Attaching package: 'plotly'

The following object is masked from 'package:ggplot2':

    last_plot

The following object is masked from 'package:stats':

    filter

The following object is masked from 'package:graphics':

    layout

library(scales)


Attaching package: 'scales'

The following object is masked from 'package:purrr':

    discard

The following object is masked from 'package:readr':

    col_factor

library(treemap)
library(RColorBrewer)
library(viridis)

Loading required package: viridisLite

Attaching package: 'viridis'

The following object is masked from 'package:scales':

    viridis_pal

Right after, we will set the working directory to the dataset that must be used.

setwd("/Users/renatochavez/Documents/Montgomery College/Spring 2023/DATA110/Datasets")
byClub <- read_csv("AllTimeRankingByClub5.csv")

Rows: 530 Columns: 12
── Column specification ────────────────────────────────────────────────────────
Delimiter: ","
chr  (2): Club, Country
dbl (10): Participated, Titles, Played, Win, Draw, Loss, Goals_For, Goals_Ag...

ℹ Use `spec()` to retrieve the full column specification for this data.
ℹ Specify the column types or set `show_col_types = FALSE` to quiet this message.

Then, I will use the dplyr command “arrange” to order the dataset by country.

byClub1 <- arrange(byClub, Country)

In the following chunk, I use another dplyr command “mutate” to create two variables. Title win rate and games win rate, that will represent the winning percentage of both the championship and game winning percentage respectively.
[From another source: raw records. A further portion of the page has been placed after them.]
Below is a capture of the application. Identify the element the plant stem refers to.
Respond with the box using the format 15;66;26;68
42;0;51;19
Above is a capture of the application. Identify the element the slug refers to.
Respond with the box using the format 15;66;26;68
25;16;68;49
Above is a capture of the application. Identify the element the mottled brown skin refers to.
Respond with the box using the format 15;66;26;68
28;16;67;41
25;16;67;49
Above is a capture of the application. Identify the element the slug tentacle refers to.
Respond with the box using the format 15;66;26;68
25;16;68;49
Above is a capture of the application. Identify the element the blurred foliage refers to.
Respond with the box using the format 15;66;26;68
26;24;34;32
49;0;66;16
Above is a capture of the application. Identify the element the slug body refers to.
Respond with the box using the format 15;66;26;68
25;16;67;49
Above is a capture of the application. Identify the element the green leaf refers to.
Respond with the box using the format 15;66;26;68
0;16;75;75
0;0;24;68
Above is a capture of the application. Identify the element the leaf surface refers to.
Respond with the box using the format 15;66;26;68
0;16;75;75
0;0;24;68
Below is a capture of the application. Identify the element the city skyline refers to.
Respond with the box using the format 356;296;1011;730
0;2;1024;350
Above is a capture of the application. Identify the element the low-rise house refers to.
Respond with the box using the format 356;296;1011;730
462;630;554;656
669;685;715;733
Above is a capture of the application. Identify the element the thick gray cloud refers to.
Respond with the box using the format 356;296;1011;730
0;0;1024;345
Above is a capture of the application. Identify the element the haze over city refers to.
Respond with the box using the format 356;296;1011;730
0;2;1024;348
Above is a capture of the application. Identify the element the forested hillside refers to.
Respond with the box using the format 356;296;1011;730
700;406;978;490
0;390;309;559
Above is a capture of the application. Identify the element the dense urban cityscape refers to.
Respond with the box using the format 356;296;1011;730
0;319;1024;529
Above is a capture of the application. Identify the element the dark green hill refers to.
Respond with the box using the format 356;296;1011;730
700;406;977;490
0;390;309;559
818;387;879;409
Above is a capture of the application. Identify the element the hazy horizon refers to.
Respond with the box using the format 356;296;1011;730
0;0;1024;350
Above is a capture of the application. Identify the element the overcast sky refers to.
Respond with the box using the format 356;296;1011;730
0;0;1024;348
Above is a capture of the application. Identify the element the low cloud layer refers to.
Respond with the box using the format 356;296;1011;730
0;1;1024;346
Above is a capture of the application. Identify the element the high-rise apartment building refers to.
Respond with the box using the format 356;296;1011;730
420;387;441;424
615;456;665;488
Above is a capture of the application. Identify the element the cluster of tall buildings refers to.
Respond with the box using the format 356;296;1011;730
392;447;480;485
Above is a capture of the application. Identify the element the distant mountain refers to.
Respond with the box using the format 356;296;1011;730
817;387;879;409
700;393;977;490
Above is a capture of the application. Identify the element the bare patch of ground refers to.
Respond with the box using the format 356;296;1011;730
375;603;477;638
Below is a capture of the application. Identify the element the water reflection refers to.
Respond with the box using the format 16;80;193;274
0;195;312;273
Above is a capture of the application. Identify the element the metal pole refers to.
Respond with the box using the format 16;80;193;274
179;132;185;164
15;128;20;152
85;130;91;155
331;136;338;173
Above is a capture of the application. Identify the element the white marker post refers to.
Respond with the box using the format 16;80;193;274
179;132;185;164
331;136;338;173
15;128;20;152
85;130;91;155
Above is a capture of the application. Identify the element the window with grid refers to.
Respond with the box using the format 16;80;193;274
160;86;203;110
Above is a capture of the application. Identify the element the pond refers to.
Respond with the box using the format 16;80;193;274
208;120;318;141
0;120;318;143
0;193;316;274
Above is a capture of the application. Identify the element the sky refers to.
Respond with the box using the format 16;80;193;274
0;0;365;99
This is calculated by dividing the numbers of won games or titles by the total games played or participations.

byClub2 <- mutate(byClub1, Games_Win_Rate_percentage = (Win / Played) * 100)
## byClub3 <- mutate(byClub2, Title_Win_Rate = percent((Titles / Participated), accuracy = 0.01))
byClub3 <- mutate(byClub2, Title_Win_Rate_percentage = ((Titles / Participated) * 100))
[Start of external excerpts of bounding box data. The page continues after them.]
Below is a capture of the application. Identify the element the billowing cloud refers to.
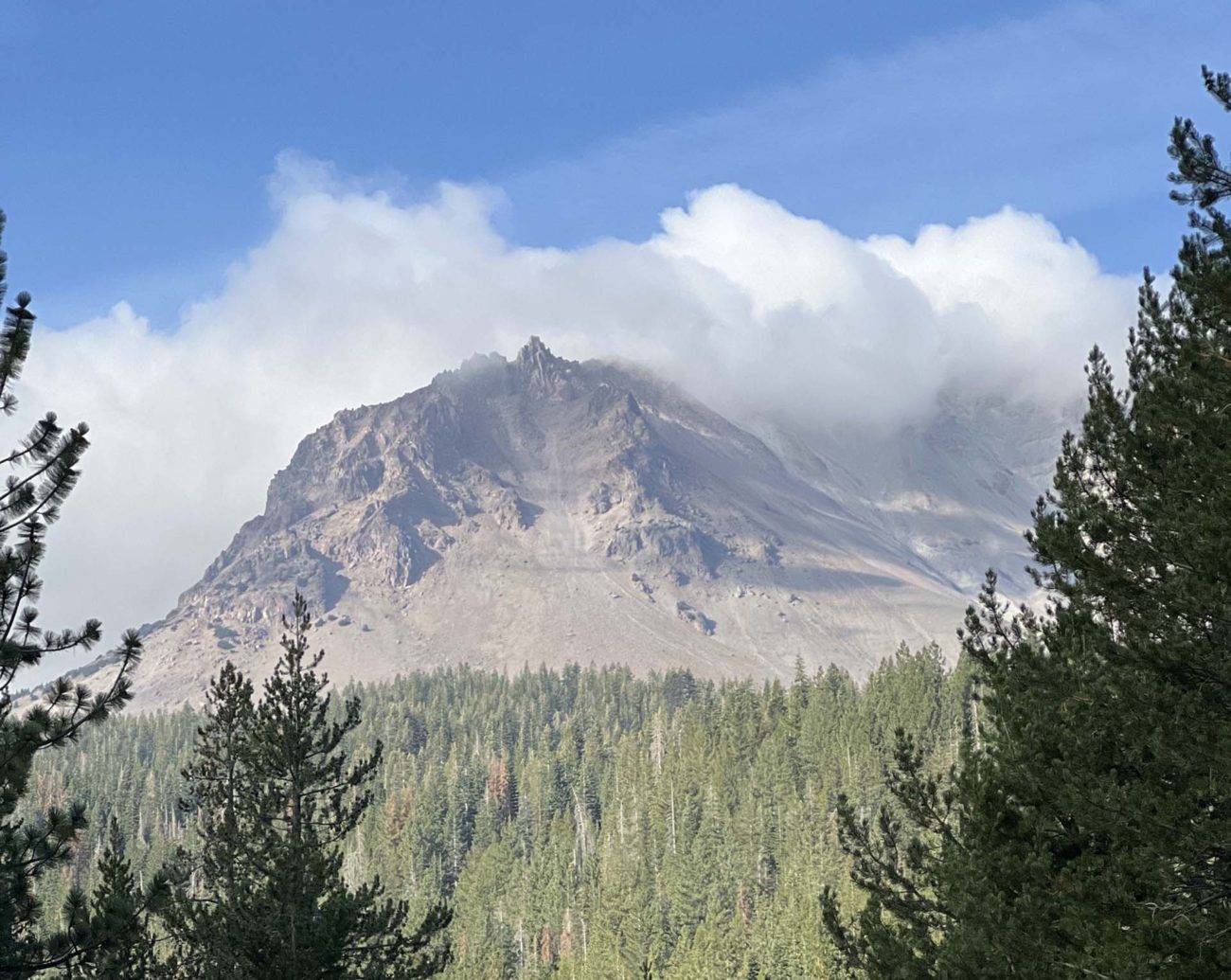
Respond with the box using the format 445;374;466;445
14;157;1133;665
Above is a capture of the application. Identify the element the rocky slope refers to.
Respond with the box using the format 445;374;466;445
110;339;1055;709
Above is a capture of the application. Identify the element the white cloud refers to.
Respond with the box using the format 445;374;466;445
21;165;1133;669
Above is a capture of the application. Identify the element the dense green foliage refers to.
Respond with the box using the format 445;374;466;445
826;64;1231;980
0;213;140;976
26;651;964;980
167;596;448;980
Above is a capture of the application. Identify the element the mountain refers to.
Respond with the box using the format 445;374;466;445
110;337;1056;708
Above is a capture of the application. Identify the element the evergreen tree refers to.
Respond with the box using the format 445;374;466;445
0;213;140;976
825;71;1231;979
171;596;450;980
62;820;171;980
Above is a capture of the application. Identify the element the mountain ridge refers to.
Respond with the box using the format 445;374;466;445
86;337;1059;709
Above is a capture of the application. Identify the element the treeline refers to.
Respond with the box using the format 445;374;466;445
34;649;967;980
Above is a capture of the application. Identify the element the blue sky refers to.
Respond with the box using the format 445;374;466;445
0;0;1231;659
0;0;1231;329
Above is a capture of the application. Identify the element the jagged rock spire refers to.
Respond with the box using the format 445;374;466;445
513;336;575;398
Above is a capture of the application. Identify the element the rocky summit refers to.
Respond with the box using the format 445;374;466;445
110;337;1055;709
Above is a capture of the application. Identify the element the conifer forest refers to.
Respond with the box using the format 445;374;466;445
0;15;1231;980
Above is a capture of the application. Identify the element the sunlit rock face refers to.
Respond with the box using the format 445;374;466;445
117;337;1054;709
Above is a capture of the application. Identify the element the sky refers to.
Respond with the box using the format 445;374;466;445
0;0;1231;665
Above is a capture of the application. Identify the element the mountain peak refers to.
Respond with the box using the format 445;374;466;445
513;336;578;398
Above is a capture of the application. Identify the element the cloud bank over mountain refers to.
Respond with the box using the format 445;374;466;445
22;155;1135;659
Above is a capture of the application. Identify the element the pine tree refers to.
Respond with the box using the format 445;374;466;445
825;71;1231;980
62;820;171;980
0;213;140;976
169;596;450;980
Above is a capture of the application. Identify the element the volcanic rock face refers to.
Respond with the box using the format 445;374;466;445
127;337;1055;709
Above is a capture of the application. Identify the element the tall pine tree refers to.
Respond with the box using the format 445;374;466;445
825;70;1231;979
0;213;140;976
169;596;450;980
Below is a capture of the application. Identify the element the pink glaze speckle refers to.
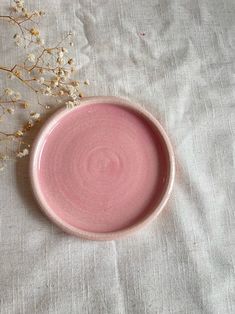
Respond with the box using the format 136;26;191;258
33;99;173;233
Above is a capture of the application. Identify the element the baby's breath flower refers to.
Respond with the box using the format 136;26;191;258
36;36;45;45
22;101;29;109
14;0;24;8
29;27;39;36
15;130;24;137
13;92;21;100
16;148;29;158
61;47;68;53
8;73;15;80
66;85;75;96
56;57;63;64
37;76;45;84
43;86;51;95
4;88;14;96
0;155;9;161
27;53;36;62
14;70;21;77
30;112;40;121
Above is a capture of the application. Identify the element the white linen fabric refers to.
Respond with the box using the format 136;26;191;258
0;0;235;314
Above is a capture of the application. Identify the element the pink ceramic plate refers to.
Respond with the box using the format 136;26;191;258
30;97;175;240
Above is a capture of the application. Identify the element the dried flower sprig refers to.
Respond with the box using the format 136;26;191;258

Then, I will use another dplyr command to filter the data and keep the teams that have won at least one title (championship) because those that have won zero will have 0% title win rate.
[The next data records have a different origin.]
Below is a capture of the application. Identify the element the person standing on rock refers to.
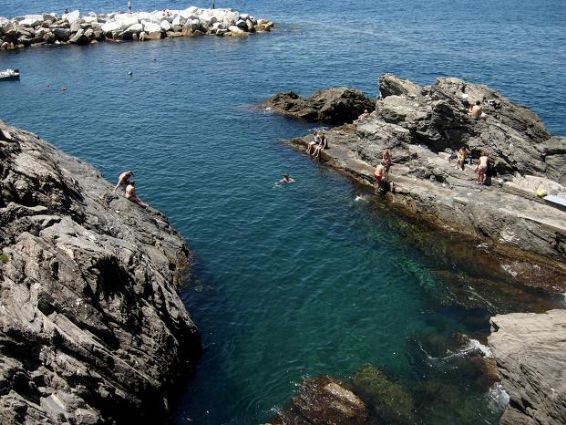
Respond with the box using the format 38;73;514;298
307;131;321;155
456;146;468;171
126;182;148;209
381;149;392;174
112;170;134;194
373;161;385;192
476;151;489;184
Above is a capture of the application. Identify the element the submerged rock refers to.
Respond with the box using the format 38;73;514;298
282;75;566;292
262;87;373;124
489;310;566;425
271;376;377;425
0;122;200;424
352;365;416;424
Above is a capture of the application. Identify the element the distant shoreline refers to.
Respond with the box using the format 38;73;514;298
0;6;273;50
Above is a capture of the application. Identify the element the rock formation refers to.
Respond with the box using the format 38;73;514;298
488;310;566;425
0;6;273;50
262;87;374;124
271;376;377;425
0;122;200;424
278;75;566;292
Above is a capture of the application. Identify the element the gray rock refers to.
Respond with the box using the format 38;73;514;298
284;75;566;292
0;122;200;424
261;87;374;124
488;310;566;425
271;376;375;425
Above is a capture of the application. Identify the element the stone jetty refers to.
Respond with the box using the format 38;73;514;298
0;6;273;50
0;121;201;424
270;75;566;293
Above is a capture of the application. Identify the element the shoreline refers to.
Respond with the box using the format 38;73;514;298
271;75;566;293
0;6;273;51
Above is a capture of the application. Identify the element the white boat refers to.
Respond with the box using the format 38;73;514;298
0;69;20;80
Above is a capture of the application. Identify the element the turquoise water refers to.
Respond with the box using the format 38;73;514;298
0;0;566;425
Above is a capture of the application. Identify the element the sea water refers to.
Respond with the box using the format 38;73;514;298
0;0;566;425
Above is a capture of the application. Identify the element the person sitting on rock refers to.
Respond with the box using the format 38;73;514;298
468;100;487;120
456;146;469;171
126;182;148;209
356;109;369;122
476;150;489;184
373;161;385;192
313;133;328;159
307;131;320;155
112;170;134;193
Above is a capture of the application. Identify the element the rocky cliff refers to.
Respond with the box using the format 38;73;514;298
0;122;200;424
280;75;566;291
489;310;566;425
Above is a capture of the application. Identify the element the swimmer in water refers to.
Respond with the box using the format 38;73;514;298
279;174;295;184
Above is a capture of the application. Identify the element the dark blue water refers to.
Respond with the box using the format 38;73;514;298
0;0;566;424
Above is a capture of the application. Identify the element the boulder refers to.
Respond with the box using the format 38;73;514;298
278;75;566;292
61;10;81;24
142;21;161;33
488;310;566;425
266;87;373;124
53;28;71;41
271;376;375;425
0;122;200;425
69;28;92;45
159;19;172;32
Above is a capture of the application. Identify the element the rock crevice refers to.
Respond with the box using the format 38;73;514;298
0;122;200;424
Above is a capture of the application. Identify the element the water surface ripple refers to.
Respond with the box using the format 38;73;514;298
0;0;566;425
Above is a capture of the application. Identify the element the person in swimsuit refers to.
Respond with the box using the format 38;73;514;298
456;146;468;171
125;182;148;209
307;131;321;155
373;162;385;192
313;133;328;159
381;149;392;173
112;170;134;193
476;151;489;184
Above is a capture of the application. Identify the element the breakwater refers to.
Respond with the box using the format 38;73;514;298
0;6;273;50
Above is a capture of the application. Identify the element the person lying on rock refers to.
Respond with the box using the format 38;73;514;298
112;170;134;194
307;131;320;155
126;182;148;209
476;150;489;184
313;133;328;159
373;161;385;192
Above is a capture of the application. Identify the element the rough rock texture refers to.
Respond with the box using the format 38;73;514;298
272;376;377;425
0;122;200;424
0;6;273;50
286;75;566;292
262;87;374;124
488;310;566;425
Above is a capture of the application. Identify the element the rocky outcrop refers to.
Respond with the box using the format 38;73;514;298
271;376;377;425
0;6;273;50
488;310;566;425
0;122;200;424
280;75;566;292
262;87;373;124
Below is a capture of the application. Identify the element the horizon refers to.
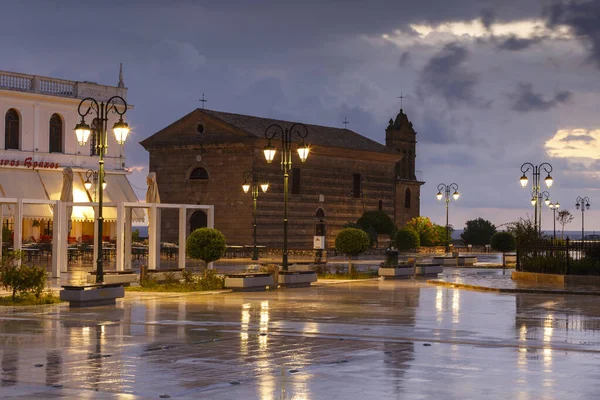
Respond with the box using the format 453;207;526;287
0;0;600;231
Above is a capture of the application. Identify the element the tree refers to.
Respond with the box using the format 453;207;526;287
335;228;370;275
491;232;517;268
404;217;438;246
185;228;227;264
396;228;420;250
556;210;574;239
460;218;496;245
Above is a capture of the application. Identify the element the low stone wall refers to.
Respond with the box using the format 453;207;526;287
511;271;600;287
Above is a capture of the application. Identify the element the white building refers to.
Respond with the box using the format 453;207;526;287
0;65;144;242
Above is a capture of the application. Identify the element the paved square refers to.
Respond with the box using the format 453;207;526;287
0;281;600;400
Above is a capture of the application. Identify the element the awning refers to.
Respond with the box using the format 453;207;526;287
0;166;145;222
0;170;53;220
36;171;95;221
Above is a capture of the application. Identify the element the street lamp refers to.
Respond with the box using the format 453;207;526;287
575;197;590;244
75;96;129;283
519;162;554;232
263;123;310;271
436;183;460;252
83;169;106;201
548;201;560;241
242;171;269;260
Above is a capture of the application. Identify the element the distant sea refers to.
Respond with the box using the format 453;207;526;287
454;229;600;239
131;225;597;240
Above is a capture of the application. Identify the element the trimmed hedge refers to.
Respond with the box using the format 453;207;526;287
335;228;370;256
396;228;421;250
185;228;227;264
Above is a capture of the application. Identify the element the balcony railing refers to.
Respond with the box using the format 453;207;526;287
0;71;127;100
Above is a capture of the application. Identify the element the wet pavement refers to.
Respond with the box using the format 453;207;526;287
0;280;600;400
427;267;600;296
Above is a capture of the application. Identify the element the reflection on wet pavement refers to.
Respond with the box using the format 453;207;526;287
0;281;600;400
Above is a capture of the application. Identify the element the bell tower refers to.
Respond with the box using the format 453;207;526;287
385;109;425;228
385;109;417;180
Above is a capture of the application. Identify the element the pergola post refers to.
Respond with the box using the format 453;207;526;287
116;202;126;271
178;205;187;268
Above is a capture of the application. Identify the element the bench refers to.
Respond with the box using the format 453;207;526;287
87;271;138;286
60;283;125;307
225;272;275;291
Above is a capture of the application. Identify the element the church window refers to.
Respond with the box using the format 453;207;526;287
190;167;213;181
4;108;21;150
50;114;63;153
352;174;361;198
292;168;300;194
90;118;101;156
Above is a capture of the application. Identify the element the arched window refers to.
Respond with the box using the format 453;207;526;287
90;118;100;156
190;210;208;232
4;108;21;150
315;207;325;218
50;114;63;153
190;167;208;181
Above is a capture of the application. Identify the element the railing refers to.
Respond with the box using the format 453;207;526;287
0;72;33;92
40;79;76;97
516;238;600;275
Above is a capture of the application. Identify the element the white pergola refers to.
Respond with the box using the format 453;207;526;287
0;198;214;278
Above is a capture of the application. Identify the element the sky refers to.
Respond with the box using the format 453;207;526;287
0;0;600;231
byClub4 <- filter(byClub3, Titles >= 1)

First visualization

Our first visualization will be a treemap. This treemap has rectangles of the size of the title win rate that the teams have.

treemap(byClub4, index="Club", vSize="Title_Win_Rate_percentage", vColor="Country", type="index")

Surprisingly, Nottingham Forest and Aston Villa have the highest rectangles, this is due to their few participations in the Champions League because they have participated in this tournament only three and two times respectively. Therefore, they have a great title win rate because out of the two or three times in history that they have participated in the Champions League, they have won once or twice. On the other hand, teams that have won the most times this competition like Real Madrid, AC Milan, or Liverpool are the ones with greater rectangles as well as expected.

Statistical Analyses

Before my second visualization, I would like to perform this analysis to find trends of the teams in relation to the total games they have played. While it would be very obvious to see that the more games that a team plays the more they win, or the more games they play the more they score goals, I would like to see more interesting curves in graphs. Therefore, I decided to look at the relations of draws and goals against, and losses and goals for.

ggplot(byClub3, aes(Draw, Goals_Against)) + 
  geom_point(aes(size = Participated), alpha = 1/2) + 
  geom_smooth() + 
  ggtitle("Relation between draws and goals against") + 
  xlab("Draws") + 
  ylab("Goals against") +
  scale_size_area()

`geom_smooth()` using method = 'loess' and formula = 'y ~ x'

ggplot(byClub3, aes(Loss, Goals_For)) + 
  geom_point(aes(size = Participated), alpha = 1/2) + 
  geom_smooth() + 
  ggtitle("Relation between losses and Goals scored") + 
  xlab("Games lost") + 
  ylab("Goals scored")

`geom_smooth()` using method = 'loess' and formula = 'y ~ x'

  scale_size_area()

<ScaleContinuous>
 Range:  
 Limits:    0 --    1

As a result of this analysis, we see that more draws result in more goals scored against. This is unexpected to me because I would think that most draws end up being matches without goals where the teams draw zero to zero. However, this shows that there could be more draws that end up in a tie of 1-1 or 2-2 and so on. Also, we can find that the more games a team loses, the more they score as well. The reason behind this can be that if they lose more games that also means that they play more games and have higher chances of scoring goals.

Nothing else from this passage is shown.